Titanium curette and plastic curette

Fifty overlapping strokes were performed along the entire surface of each sample using the cutting edge of the curette. Moderate finger pressure was applied with the aim of replicating the amount of force normally used in clinical practice to remove calculus from an implant surface. A new curette was used for each sample to ensure that instruments were sharp prior to use.

Air abrasive device

The air abrasive device (AA) was loaded with glycine powder to the recommended level according to the manufacturer's instructions before being applied onto each sample. The AA was moved steadily over the entire surface for 1 min with the nozzle directed perpendicular to the sample at a distance 0.5 cm to 1 cm away.

Ultrasonic Scaler

The water coolant supply on the ultrasonic scaler (US) (Suprasson P5 Satelec, Aceton, France) was adjusted to a level consistent with routine use in clinical practice and confirmed via visual inspection. The working lateral surface of the US tip was applied for 1 min at 70% power setting on each sample. Following instrumentation, all samples were wiped with minimal pressure using a lint‐free cloth soaked with 70% ethanol to remove debris and contaminants before being dried.

Laser scanning microscopy

Surface characterization of three Y‐TZP discs from each treatment group was performed using laser scanning microscopy (LEXT OLS4100, Olympus Corporation, Japan). Three scanned areas, each measuring 1.29 × 1.28 mm in dimension, were randomly selected on each sample for surface measurements. These measurements were carried out using a Gaussian filter, a low‐pass smoothing filter designed to reduce noise and separate roughness from waviness and form (Munro et al., 2020). The following parameters were chosen to provide information related to various facets of surface topography: Sa (μm): mean surface roughness; measure of arithmetical mean height Sz (μm): maximum surface height; sum of the highest peak and lowest valley Sku (units): kurtosis; measure of sharpness of the surface height distribution Ssk (units): skewness; measure of symmetry about the mean reference plane Representative two‐dimensional (2D) and three‐dimensional (3D) laser scanning microscopy images (10× magnification) of samples in each treatment group were then acquired.
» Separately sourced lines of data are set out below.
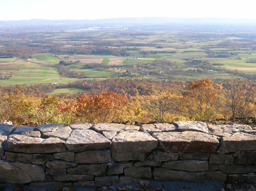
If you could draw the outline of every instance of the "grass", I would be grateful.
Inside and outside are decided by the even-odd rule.
[[[101,62],[101,64],[108,65],[110,61],[110,60],[108,58],[104,58],[103,59],[102,62]]]

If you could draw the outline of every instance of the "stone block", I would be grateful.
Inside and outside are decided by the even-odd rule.
[[[73,152],[102,149],[110,145],[108,138],[90,129],[73,130],[66,143],[67,149]]]
[[[150,167],[131,167],[124,169],[124,175],[135,178],[152,178],[151,168]]]
[[[197,131],[155,133],[158,140],[158,148],[166,152],[215,152],[219,141],[212,135]]]
[[[111,160],[111,155],[109,149],[76,153],[75,156],[75,161],[78,163],[103,163]]]
[[[208,170],[208,162],[205,160],[178,160],[165,162],[163,167],[166,169],[186,170],[189,172],[204,172]]]

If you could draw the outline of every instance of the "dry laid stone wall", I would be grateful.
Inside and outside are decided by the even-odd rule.
[[[0,182],[94,187],[141,179],[256,183],[256,129],[179,121],[0,124]]]

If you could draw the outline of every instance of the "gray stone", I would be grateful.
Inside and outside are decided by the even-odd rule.
[[[30,131],[21,132],[21,135],[32,137],[41,137],[41,133],[39,131]]]
[[[209,165],[209,170],[220,170],[227,174],[247,174],[256,172],[256,166],[241,165],[233,164],[225,165]]]
[[[72,162],[75,159],[75,153],[73,152],[65,152],[54,153],[54,159],[60,159],[68,162]]]
[[[177,126],[168,123],[142,125],[140,128],[142,132],[150,135],[156,132],[177,131]]]
[[[94,125],[92,126],[91,129],[96,132],[101,133],[102,131],[117,131],[120,132],[129,130],[138,131],[140,127],[117,123],[102,123]]]
[[[92,126],[90,123],[71,123],[69,127],[72,129],[89,129]]]
[[[143,167],[148,166],[150,167],[160,167],[162,163],[155,160],[146,160],[144,161],[135,162],[134,164],[135,167]]]
[[[256,151],[239,151],[234,153],[234,163],[256,165]]]
[[[60,169],[73,167],[77,165],[75,162],[69,162],[61,160],[54,160],[50,161],[46,161],[45,166],[49,169]]]
[[[122,132],[113,138],[111,148],[111,152],[147,153],[156,148],[157,143],[157,140],[148,133],[129,130]]]
[[[72,129],[68,126],[61,127],[58,129],[51,132],[45,132],[42,133],[44,138],[58,138],[66,140],[70,135]]]
[[[186,170],[189,172],[203,172],[208,170],[208,162],[204,160],[178,160],[165,162],[163,167],[166,169]]]
[[[123,173],[124,168],[132,167],[134,165],[133,162],[128,162],[126,163],[121,163],[115,162],[111,167],[108,167],[107,169],[107,175],[113,175],[115,174],[120,174]]]
[[[58,175],[66,174],[66,169],[51,169],[46,168],[46,174],[47,175]]]
[[[223,154],[254,150],[256,150],[256,135],[238,132],[230,137],[223,137],[217,151]]]
[[[95,186],[104,186],[117,184],[119,180],[118,176],[96,176]]]
[[[65,123],[46,124],[37,127],[35,129],[44,133],[46,132],[55,131],[58,130],[60,127],[65,127],[66,126],[66,125]]]
[[[256,174],[253,173],[247,174],[229,174],[228,182],[239,184],[245,183],[256,183]]]
[[[65,141],[58,138],[43,139],[22,135],[12,135],[6,141],[5,149],[25,153],[47,153],[66,151]]]
[[[74,182],[75,187],[93,187],[94,186],[94,181],[83,181]]]
[[[93,176],[82,175],[79,174],[70,175],[63,174],[56,175],[53,176],[53,179],[57,181],[87,181],[92,180],[94,179]]]
[[[164,152],[160,150],[156,150],[151,152],[148,159],[156,161],[166,161],[178,160],[178,154]]]
[[[212,153],[210,156],[210,164],[233,164],[233,154]]]
[[[219,141],[213,136],[197,131],[155,133],[158,148],[166,152],[215,152]]]
[[[0,124],[0,135],[8,135],[15,128],[13,125]]]
[[[116,131],[102,131],[102,134],[110,140],[112,140],[117,133]]]
[[[33,164],[45,164],[45,161],[53,159],[52,155],[48,154],[25,154],[6,151],[6,159],[13,162],[25,162]]]
[[[136,152],[118,152],[114,150],[111,152],[112,158],[116,161],[128,160],[143,161],[146,159],[146,153]]]
[[[35,128],[34,127],[20,126],[17,127],[12,133],[14,134],[18,134],[22,132],[33,131]]]
[[[31,182],[29,184],[31,186],[34,186],[37,187],[60,187],[61,188],[63,187],[72,187],[73,183],[72,182],[60,182],[58,181],[44,181],[44,182]]]
[[[46,175],[40,166],[0,160],[0,182],[25,184],[44,181]]]
[[[103,135],[89,129],[73,130],[66,146],[73,152],[99,150],[110,146],[110,141]]]
[[[80,164],[67,169],[68,174],[105,176],[107,165],[105,164]]]
[[[174,123],[178,127],[178,131],[194,131],[209,133],[207,124],[201,121],[182,121]]]
[[[109,149],[89,150],[76,153],[75,161],[78,163],[103,163],[111,160]]]
[[[153,174],[155,180],[159,181],[203,182],[212,181],[225,182],[227,180],[227,175],[220,171],[192,172],[161,167],[154,167]]]
[[[135,178],[152,178],[151,168],[150,167],[126,168],[123,170],[124,175]]]
[[[202,152],[190,152],[187,153],[179,153],[180,160],[208,160],[209,158],[209,153]]]

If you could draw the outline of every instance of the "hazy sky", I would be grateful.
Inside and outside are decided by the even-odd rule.
[[[118,17],[256,19],[255,0],[0,0],[0,21]]]

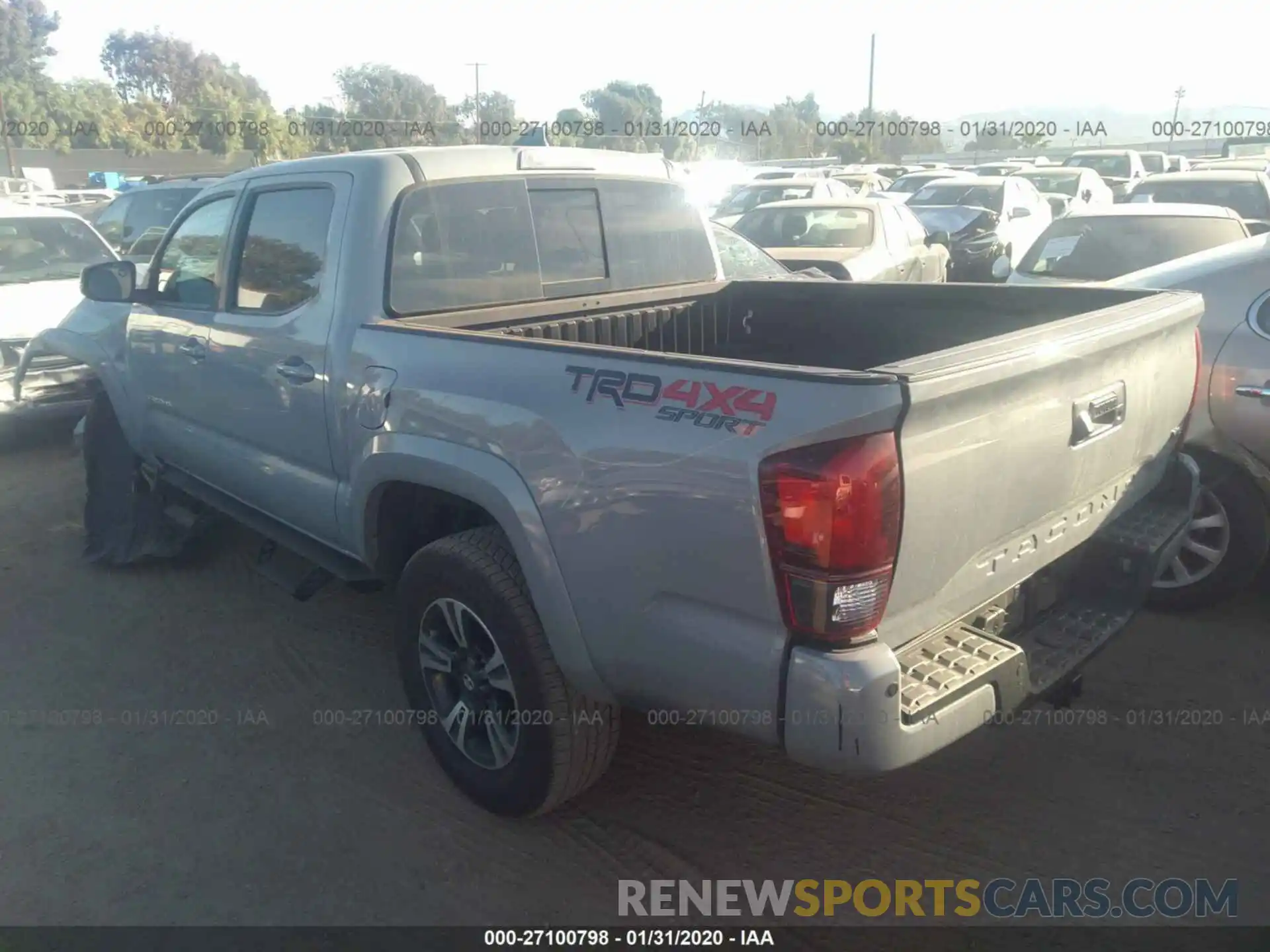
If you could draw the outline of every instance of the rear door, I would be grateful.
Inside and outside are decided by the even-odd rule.
[[[1007,592],[1158,481],[1190,405],[1203,297],[1110,300],[875,368],[899,376],[911,401],[899,559],[879,628],[888,644]],[[1082,418],[1095,410],[1091,429]]]
[[[1212,380],[1213,425],[1270,466],[1270,291],[1227,338]]]
[[[147,277],[147,303],[128,316],[128,377],[144,395],[142,439],[187,468],[204,454],[198,420],[208,327],[225,287],[225,251],[239,190],[217,190],[175,222]]]
[[[132,204],[136,195],[119,195],[105,209],[97,216],[97,221],[93,223],[94,227],[100,232],[116,251],[122,251],[126,244],[126,237],[123,234],[124,223],[128,216],[128,207]]]
[[[326,338],[352,189],[347,173],[251,182],[211,327],[208,453],[197,473],[315,538],[334,541],[337,477]]]
[[[879,281],[921,281],[922,261],[913,253],[908,231],[899,213],[890,206],[884,204],[878,211],[881,217],[883,234],[885,235],[886,250],[890,254],[890,267],[885,275],[879,274]]]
Scanning electron microscopy/Energy‐dispersive X‐ray spectroscopy (SEM‐EDS)

To determine the elemental composition of zirconia discs following treatment, one Y‐TZP disc from each treatment group was coated with a thin layer of carbon. An SEM (JSM‐5410LV, Jeol, Japan) equipped with an EDS detector (Oxford instruments, X‐Max detector, Oxford, UK) was used for surface analysis. EDS analysis was performed in three randomly selected points on each sample to detect and quantify the elemental composition of the zirconia discs before and after each treatment.

Bacterial adhesion assay

Following surface analysis, Y‐TZP discs were wiped with 70% ethanol and autoclaved at 134°C for 3.5 min in a steam sterilizer. The discs were placed into individual wells of 12‐well cell culture plates in preparation for bacterial adhesion assay using a protocol adapted from Park et al. (2015). After ethical approval was obtained from the James Cook University Human Research Ethics Committee (#H8260), pooled saliva was collected from healthy participants with no active dental disease or known medical conditions (n = 5) and centrifuged at 1500g for 10°min to remove debris. The supernatant containing salivary bacteria was collected and diluted in a 1:2 ratio with Todd‐Hewitt Broth growth medium. A 5 mL aliquot of undiluted supernatant was centrifuged further at 8000g for 10 min to retrieve salivary glycoproteins essential for bacterial adherence. The supernatant containing the glycoproteins was removed and a 250 μL aliquot carefully dispensed onto each disc. The glycoproteins were allowed to attach for 30 mins to form an acquired pellicle. Subsequently, 2 mL of saliva/growth medium was added to each well containing a Y‐TZP disc before being incubated at 37°C for 48 h. Following incubation, the saliva/growth medium was removed and discs rinsed with phosphate‐buffered saline (PBS; pH 7.4) to remove any unattached bacteria. 1 mL of PBS was added to each well and discs sonicated for 10 min to detach adhered bacteria into the solution. The solution from each well was then aliquoted in triplicate into a 96 well cell culture plate. The number of bacteria present in each sample was estimated by determining optical density (OD600) in a microplate absorbance reader (iMark Microplate Absorbance Reader, Bio‐Rad Laboratories Inc, CA, USA).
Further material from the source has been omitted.